Epithelial Na+ Channel Stimulation by n-3 Fatty Acids Requires Proximity to a Membrane-bound A-kinase-anchoring Protein Complexed with Protein Kinase A and Phosphodiesterase

• Published in: The Journal of biological chemistry Vol. 282; no. 25; pp. 18339 - 18347
• Main Authors: Mies, Frédérique, Spriet, Corentin, Héliot, Laurent, Sariban-Sohraby, Sarah
• Format: Journal Article
• Language: English
• Published: United States Elsevier Inc 22.06.2007; American Society for Biochemistry and Molecular Biology
• Subjects: Animals; Cell Line; Cell Membrane - metabolism; Cyclic AMP - metabolism; Cyclic AMP-Dependent Protein Kinases - metabolism; Epithelial Sodium Channels - metabolism; Fatty Acids, Omega-3 - metabolism; Fatty Acids, Unsaturated - metabolism; Fluorescence Resonance Energy Transfer; Microscopy, Fluorescence; Phosphoric Diester Hydrolases - metabolism; Protein Binding; Sodium - metabolism; Transfection; Xenopus laevis
• ISSN: 0021-9258; 1083-351X
• DOI: 10.1074/jbc.M611160200

Essential polyunsatured fatty acids have been shown to modulate enzymes, channels and transporters, to interact with lipid bilayers and to affect metabolic pathways. We have previously shown that eicosapentanoic acid (EPA, C20:5, n-3) activates epithelial sodium channels (ENaCs) in a cAMP-dependent manner involving stimulation of cAMP-dependent protein kinase (PKA). In the present study, we explored further the mechanism of EPA stimulation of ENaC in A6 cells.
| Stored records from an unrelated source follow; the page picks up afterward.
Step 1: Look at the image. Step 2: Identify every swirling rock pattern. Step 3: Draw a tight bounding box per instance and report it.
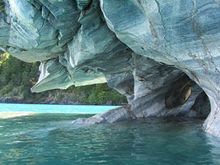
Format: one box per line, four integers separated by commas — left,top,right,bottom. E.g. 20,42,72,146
0,0,220,136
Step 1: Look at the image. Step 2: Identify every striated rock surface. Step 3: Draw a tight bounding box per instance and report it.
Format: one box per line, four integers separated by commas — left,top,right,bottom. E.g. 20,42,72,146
0,0,220,136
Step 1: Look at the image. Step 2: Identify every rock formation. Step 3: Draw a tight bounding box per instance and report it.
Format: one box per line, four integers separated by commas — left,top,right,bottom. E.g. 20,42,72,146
0,0,220,136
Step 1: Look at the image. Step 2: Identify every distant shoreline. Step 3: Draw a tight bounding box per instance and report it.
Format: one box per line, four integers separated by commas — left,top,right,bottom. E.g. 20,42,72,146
0,112,36,119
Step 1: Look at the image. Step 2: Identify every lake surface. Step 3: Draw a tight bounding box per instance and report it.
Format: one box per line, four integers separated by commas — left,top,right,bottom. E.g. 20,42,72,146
0,114,220,165
0,103,119,114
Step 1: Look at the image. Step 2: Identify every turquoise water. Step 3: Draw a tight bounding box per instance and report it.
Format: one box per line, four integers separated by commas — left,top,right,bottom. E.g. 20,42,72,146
0,114,220,165
0,104,119,114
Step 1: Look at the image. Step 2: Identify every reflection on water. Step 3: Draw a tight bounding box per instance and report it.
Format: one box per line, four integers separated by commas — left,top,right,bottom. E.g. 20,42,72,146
0,114,220,165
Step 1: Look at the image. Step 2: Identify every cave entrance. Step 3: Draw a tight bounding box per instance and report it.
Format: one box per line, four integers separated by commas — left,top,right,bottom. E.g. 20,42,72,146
165,73,211,119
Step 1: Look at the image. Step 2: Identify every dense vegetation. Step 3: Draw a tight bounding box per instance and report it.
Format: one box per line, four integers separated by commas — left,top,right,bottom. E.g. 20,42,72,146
0,53,126,104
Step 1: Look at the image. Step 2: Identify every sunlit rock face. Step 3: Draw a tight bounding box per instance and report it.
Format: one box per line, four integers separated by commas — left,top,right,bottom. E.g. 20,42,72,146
0,0,220,136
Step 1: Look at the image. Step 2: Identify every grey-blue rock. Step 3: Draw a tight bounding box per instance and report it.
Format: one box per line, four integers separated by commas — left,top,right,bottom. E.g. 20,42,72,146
0,0,220,136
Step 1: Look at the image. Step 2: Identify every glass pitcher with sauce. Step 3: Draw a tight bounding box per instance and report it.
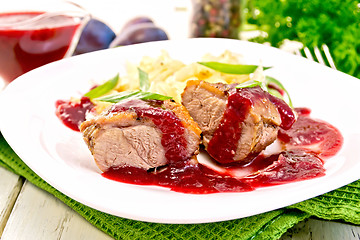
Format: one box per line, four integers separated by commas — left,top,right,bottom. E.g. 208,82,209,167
0,0,90,84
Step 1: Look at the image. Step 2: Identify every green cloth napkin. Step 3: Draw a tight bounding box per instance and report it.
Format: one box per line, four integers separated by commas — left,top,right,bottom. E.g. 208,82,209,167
0,133,360,240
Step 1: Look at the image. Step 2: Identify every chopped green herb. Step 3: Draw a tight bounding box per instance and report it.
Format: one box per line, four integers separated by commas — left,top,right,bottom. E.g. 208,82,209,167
138,68,150,92
95,91,171,103
198,62,270,74
84,74,119,99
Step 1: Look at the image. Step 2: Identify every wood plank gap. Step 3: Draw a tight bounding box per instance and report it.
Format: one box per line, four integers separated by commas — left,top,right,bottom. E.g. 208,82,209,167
0,176,25,236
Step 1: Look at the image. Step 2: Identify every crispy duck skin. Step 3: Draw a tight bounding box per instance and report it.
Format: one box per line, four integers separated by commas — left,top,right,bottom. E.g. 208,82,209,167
182,80,281,163
80,100,201,171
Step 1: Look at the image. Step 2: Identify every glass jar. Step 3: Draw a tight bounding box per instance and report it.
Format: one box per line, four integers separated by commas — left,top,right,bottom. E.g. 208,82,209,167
190,0,241,39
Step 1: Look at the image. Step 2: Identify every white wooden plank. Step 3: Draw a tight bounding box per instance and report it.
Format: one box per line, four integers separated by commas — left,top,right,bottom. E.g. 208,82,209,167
1,181,112,240
281,218,360,240
0,167,24,238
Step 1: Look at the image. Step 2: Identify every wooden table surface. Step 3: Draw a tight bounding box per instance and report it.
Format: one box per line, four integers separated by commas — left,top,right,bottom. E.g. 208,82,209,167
0,0,360,240
0,167,360,240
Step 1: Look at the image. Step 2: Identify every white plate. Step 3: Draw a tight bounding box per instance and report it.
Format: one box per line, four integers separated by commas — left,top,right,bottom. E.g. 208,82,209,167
0,39,360,223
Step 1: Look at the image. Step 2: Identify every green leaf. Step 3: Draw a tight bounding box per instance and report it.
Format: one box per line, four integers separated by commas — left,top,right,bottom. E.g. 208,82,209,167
95,91,171,103
84,74,119,99
138,67,150,92
265,76,293,108
198,62,270,74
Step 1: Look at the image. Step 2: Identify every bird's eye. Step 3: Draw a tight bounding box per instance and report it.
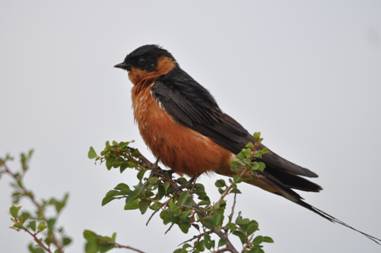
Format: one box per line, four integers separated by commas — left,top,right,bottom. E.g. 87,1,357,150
138,57,146,65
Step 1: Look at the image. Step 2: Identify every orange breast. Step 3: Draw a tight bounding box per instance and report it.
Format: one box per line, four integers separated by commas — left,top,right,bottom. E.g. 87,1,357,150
132,85,232,176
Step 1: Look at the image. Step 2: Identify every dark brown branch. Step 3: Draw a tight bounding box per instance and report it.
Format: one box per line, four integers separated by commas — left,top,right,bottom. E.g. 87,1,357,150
114,243,145,253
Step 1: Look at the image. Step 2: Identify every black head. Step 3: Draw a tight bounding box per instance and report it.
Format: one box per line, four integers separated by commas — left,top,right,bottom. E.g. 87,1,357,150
114,45,175,72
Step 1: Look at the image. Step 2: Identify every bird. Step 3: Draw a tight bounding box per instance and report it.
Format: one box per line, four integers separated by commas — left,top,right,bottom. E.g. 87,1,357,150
114,44,381,245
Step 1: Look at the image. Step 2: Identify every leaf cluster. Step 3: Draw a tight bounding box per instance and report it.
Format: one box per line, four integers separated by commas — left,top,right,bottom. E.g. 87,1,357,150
0,150,72,253
88,135,272,253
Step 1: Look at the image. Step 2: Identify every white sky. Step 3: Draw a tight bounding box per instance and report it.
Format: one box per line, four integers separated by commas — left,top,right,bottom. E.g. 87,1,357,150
0,0,381,253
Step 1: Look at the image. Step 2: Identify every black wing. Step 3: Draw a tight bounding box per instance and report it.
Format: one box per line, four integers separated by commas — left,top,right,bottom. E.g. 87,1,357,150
152,67,250,154
152,67,321,179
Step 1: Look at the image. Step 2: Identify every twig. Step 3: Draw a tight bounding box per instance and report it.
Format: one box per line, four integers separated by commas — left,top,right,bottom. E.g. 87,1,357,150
114,243,145,253
228,192,237,230
21,227,52,253
3,163,64,253
146,199,171,226
213,229,238,253
177,230,213,246
164,223,175,234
Fluorescence resonance energy transfer experiments confirmed activation of PKA by EPA. Consistent with our previous studies, EPA had no further stimulatory effect on amiloride-sensitive transepithelial current (INa) in the presence of CPT-cAMP. Thus, we investigated the effect of EPA on cellular pathways which produce cAMP. EPA did not stimulate adenylate cyclase activity or total cellular cAMP accumulation. However, membrane-bound phosphodiesterase activity was inhibited by EPA from 2.46 pmol/mg of protein/min to 1.3 pmol/mg of protein/min. To investigate the potential role of an A-kinase-anchoring protein (AKAP), we used HT31, an inhibitor of the binding between PKA and AKAPs as well as cerulenin, an inhibitor of myristoylation and palmitoylation. Both agents prevented the stimulatory effect of EPA and CPT-cAMP on INa and drastically decreased the amount of PKA in the apical membrane. Colocalization experiments in A6 cells cotransfected with fluorescently labeled ENaC β subunit and PKA regulatory subunit confirmed the close proximity of the two proteins and the membrane anchorage of PKA. Last, in A6 cells transfected with a dead mutant of Sgk, an enzyme which up-regulates ENaCs, EPA did not stimulate Na+ current. Our results suggest that stimulation of ENaCs by EPA occurs via SGK in membrane-bound compartments containing an AKAP, activated PKA, and a phosphodiesterase.